18

Angela rentra chez elle plongée dans ses pensées. Il y avait des lutins de Noël aux vitrines des magasins, mais pas de neige. Les trottoirs luisaient d’humidité sous l’éclairage urbain. Elle pensait au petit garçon blessé, à ses parents. Elle pensait à Lena Sköld qui lui avait un peu parlé d’elle. Pas d’homme dans sa vie pour le moment, et pas de papa pour Ellen. Plus tard peut-être.
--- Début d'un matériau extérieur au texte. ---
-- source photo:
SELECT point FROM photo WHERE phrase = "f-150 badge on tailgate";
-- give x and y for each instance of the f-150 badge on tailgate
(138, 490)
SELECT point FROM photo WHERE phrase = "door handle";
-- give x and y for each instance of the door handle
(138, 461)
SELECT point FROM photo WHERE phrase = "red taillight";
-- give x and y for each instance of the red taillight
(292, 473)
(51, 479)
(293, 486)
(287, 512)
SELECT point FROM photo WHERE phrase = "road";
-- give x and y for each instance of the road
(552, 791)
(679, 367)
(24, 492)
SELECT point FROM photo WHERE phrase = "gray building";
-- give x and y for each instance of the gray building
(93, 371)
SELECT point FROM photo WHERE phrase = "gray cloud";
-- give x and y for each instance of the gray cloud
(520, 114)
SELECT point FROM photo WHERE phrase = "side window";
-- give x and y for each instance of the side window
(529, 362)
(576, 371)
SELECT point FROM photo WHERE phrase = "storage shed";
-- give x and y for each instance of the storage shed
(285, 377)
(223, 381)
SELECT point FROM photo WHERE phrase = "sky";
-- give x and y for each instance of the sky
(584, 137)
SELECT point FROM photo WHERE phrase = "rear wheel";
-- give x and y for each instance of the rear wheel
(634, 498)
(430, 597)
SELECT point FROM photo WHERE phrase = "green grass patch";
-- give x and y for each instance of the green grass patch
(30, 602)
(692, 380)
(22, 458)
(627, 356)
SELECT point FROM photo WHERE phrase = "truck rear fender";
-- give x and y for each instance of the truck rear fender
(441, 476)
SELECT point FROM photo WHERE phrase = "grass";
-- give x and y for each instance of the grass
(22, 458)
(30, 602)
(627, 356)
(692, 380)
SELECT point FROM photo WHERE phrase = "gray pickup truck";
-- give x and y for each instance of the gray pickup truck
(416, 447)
Elle resta debout devant le portail. La place Vasa avait retrouvé son calme pour la nuit, mais un vent du nord remontait depuis l’Allén. Elle releva le col de sa veste. Un tramway s’arrêta de l’autre côté de la rue, puis il reprit sa route à contrevent. Elle aperçut deux passagers dans le premier wagon, personne dans les autres. Une façon de voyager pour celui qui voulait rester seul. Le conducteur lui avait lancé un regard au passage.
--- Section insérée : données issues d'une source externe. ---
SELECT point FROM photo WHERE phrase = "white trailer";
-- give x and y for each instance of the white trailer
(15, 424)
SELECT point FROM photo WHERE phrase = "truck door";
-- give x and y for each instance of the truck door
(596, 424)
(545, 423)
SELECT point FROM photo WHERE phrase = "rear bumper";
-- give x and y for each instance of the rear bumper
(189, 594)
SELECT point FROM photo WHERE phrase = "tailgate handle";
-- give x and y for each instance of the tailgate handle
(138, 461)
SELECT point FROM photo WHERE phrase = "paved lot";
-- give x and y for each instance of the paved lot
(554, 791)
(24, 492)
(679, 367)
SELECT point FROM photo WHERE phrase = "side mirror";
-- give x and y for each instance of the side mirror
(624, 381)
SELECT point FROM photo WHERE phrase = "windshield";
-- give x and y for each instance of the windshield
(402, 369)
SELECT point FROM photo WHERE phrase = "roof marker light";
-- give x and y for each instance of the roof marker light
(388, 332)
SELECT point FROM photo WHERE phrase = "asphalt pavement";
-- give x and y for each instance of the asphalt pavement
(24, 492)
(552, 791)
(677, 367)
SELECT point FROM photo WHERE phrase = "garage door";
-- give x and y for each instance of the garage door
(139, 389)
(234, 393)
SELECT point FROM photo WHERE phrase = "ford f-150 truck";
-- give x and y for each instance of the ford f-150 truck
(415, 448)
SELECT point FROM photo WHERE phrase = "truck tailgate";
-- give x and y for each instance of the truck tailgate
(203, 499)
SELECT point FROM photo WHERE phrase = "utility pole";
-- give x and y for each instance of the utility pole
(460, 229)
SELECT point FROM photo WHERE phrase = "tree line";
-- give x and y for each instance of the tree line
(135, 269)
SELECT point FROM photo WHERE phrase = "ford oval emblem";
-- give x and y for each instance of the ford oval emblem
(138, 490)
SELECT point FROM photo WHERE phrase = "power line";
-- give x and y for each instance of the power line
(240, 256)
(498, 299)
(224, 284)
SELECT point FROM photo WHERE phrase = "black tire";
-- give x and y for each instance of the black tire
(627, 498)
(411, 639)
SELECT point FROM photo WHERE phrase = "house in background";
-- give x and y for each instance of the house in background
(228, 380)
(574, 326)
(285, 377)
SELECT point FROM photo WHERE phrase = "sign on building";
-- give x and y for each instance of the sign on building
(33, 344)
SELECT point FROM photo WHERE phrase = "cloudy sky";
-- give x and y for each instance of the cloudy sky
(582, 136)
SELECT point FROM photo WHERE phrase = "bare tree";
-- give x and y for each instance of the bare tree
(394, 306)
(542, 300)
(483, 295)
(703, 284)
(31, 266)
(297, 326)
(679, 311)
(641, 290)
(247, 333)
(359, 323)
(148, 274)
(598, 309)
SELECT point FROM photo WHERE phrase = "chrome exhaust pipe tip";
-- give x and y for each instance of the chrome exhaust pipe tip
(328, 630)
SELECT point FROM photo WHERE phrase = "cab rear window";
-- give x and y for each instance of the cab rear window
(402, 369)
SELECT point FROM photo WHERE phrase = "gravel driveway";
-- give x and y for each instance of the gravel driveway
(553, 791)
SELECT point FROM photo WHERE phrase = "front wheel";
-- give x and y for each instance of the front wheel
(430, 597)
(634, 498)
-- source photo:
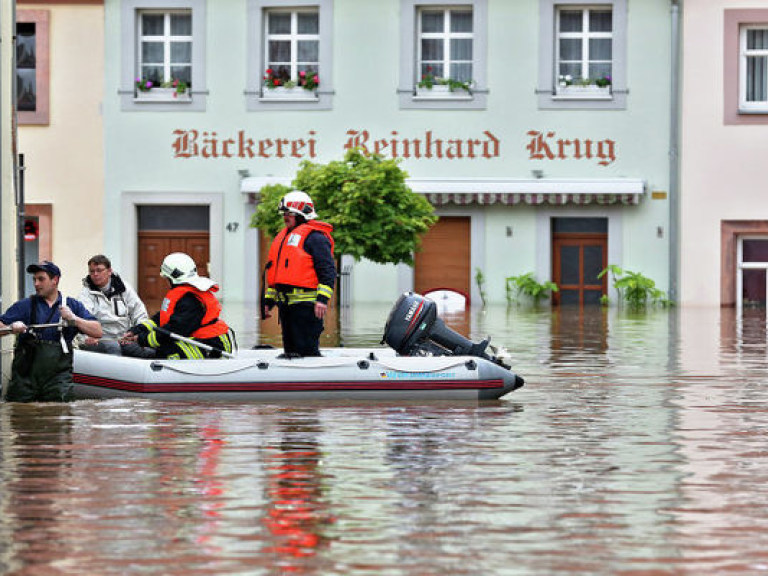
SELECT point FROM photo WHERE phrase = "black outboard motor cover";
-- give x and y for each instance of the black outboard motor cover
(414, 329)
(409, 323)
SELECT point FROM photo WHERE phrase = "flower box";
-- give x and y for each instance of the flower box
(162, 95)
(441, 91)
(284, 93)
(583, 91)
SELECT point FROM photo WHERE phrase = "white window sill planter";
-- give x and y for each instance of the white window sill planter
(590, 92)
(162, 95)
(442, 92)
(293, 94)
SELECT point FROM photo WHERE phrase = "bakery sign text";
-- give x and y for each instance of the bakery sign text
(429, 145)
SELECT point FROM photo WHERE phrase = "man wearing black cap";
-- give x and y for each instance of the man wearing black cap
(42, 359)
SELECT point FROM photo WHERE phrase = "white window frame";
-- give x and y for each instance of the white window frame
(130, 55)
(551, 95)
(445, 36)
(257, 97)
(410, 95)
(741, 266)
(580, 91)
(744, 55)
(293, 37)
(167, 39)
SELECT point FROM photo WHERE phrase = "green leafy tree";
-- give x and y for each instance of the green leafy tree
(634, 288)
(526, 284)
(373, 212)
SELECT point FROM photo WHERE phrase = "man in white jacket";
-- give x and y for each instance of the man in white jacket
(117, 307)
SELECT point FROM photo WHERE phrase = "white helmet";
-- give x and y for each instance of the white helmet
(179, 268)
(299, 203)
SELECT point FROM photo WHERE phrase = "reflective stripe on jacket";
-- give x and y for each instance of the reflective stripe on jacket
(211, 325)
(291, 264)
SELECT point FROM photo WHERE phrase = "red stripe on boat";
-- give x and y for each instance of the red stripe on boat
(101, 382)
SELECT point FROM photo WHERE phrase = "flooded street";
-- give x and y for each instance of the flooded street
(637, 446)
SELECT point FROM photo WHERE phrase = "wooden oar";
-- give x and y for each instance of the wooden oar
(8, 330)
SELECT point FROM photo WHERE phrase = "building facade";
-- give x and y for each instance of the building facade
(60, 78)
(724, 208)
(539, 129)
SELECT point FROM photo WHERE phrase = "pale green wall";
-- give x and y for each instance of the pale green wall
(139, 156)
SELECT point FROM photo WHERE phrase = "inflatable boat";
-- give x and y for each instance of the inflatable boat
(425, 361)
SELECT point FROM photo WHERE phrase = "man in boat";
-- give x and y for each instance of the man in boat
(191, 310)
(300, 275)
(42, 361)
(116, 305)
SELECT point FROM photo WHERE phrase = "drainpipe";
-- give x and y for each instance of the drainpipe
(674, 159)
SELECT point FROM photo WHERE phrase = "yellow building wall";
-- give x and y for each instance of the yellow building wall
(64, 159)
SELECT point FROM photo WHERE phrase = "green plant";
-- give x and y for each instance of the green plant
(275, 78)
(526, 284)
(144, 85)
(429, 80)
(179, 86)
(634, 288)
(568, 80)
(375, 215)
(480, 281)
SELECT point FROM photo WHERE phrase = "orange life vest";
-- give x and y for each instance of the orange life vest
(211, 325)
(290, 264)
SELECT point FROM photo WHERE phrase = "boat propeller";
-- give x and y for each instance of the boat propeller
(414, 329)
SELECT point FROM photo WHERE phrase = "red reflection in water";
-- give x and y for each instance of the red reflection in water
(295, 514)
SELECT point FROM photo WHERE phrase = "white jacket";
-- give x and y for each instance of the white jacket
(117, 310)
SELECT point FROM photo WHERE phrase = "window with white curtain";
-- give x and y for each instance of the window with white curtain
(584, 46)
(753, 68)
(292, 44)
(445, 43)
(583, 54)
(163, 42)
(290, 55)
(443, 54)
(165, 47)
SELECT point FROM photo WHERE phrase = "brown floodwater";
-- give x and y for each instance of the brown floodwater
(639, 445)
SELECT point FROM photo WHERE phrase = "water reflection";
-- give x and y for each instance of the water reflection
(636, 446)
(296, 511)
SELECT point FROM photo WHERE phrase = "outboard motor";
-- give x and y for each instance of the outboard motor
(413, 329)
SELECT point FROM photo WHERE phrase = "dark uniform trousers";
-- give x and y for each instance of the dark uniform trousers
(49, 378)
(301, 328)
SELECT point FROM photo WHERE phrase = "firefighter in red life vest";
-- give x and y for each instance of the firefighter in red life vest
(190, 309)
(300, 275)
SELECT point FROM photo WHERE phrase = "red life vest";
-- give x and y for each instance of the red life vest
(211, 325)
(290, 264)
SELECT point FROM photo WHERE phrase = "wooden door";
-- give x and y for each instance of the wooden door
(577, 260)
(444, 260)
(154, 246)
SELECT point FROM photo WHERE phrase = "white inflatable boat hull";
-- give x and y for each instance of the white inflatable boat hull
(259, 375)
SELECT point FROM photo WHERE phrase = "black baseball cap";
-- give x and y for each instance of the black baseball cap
(44, 266)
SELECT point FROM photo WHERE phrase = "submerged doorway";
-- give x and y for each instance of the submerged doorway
(163, 229)
(443, 261)
(579, 254)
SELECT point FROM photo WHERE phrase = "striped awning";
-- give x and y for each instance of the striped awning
(533, 192)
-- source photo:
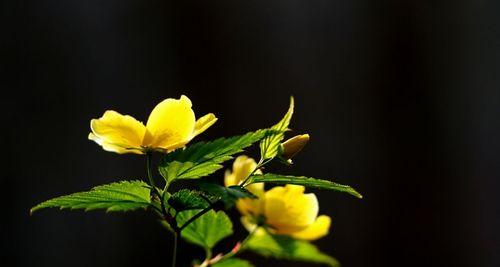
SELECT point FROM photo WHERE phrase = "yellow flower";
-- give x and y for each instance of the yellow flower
(287, 210)
(242, 167)
(170, 125)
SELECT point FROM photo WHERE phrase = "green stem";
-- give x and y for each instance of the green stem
(196, 216)
(242, 245)
(149, 156)
(174, 253)
(259, 165)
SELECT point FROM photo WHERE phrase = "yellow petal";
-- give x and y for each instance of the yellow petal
(204, 123)
(288, 210)
(117, 133)
(318, 229)
(170, 125)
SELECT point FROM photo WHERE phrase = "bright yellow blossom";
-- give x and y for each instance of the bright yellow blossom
(286, 210)
(170, 125)
(242, 167)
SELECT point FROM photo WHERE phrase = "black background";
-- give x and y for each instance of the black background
(401, 99)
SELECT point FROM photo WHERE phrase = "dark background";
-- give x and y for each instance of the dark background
(401, 98)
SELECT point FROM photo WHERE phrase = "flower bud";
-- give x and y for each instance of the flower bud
(294, 145)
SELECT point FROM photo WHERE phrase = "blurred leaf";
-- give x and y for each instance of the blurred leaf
(269, 146)
(186, 199)
(119, 196)
(284, 247)
(279, 179)
(226, 195)
(233, 262)
(207, 230)
(204, 158)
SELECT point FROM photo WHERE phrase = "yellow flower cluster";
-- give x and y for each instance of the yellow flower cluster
(170, 125)
(286, 209)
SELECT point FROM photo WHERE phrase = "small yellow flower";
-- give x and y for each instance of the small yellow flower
(170, 125)
(287, 210)
(242, 167)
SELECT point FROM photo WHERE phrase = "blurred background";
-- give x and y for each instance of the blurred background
(401, 99)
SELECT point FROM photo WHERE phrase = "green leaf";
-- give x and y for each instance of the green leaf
(207, 230)
(233, 262)
(227, 195)
(284, 247)
(186, 199)
(279, 179)
(119, 196)
(204, 158)
(269, 146)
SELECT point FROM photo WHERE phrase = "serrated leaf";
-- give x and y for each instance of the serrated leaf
(204, 158)
(233, 262)
(279, 179)
(119, 196)
(207, 230)
(269, 146)
(186, 199)
(284, 247)
(226, 195)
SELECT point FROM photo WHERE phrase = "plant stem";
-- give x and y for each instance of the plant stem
(259, 165)
(174, 253)
(149, 156)
(196, 216)
(242, 245)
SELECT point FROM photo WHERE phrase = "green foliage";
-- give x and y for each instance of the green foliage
(269, 146)
(119, 196)
(226, 195)
(233, 262)
(284, 247)
(186, 199)
(279, 179)
(207, 230)
(204, 158)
Conduire un tramway, c’était une façon de voir la ville. À force de faire le même trajet, on devait les connaître les rues, les carrefours et les parcs. Surtout à cette vitesse. Elle se réjouissait d’avoir sa Golf, malgré sa mauvaise conscience de pollueuse.

Elsa respire cet air-là. Vasaplats n’est pas le meilleur endroit où élever un enfant. Elle est encore fraîche comme un bouton de rose. Que faire ? Suffirait-il de déménager ? Il faut qu’on en reparle, Erik et moi, sérieusement.

Elle l’avait appelé en entrant dans le hall, mais n’avait pas reçu de réponse et s’était glissée dans la chambre à coucher. Ils s’étaient endormis dans le grand lit, au milieu d’une dizaine de livres illustrés.

Elle souleva Elsa qui marmonnait dans son sommeil et la transporta jusqu’à sa chambre où la lumière était restée allumée.

Entre-temps, Winter avait mis de l’eau à bouillir.

— Tu veux une tisane ?

— Volontiers. Après tout le café que j’ai bu à la réunion de parents…

— Un bout de tarte ?

— Non merci.

— Une demi-baguette avec du brie et du salami ?

— Non merci.

— Des moules fumées…

— Je n’ai pas faim, Erik.

— Comment ça s’est passé ?

— On a pas mal parlé de ce… crime. Du petit Waggoner.

— Nous allons tâcher de l’auditionner demain.

— Vous avez du nouveau ?

— On vérifie les emplois du temps des détraqués du coin. Rien pour l’instant.

— Que dit Pia ?

Angela avait souvent croisé la légiste, Pia E:son Fröberg.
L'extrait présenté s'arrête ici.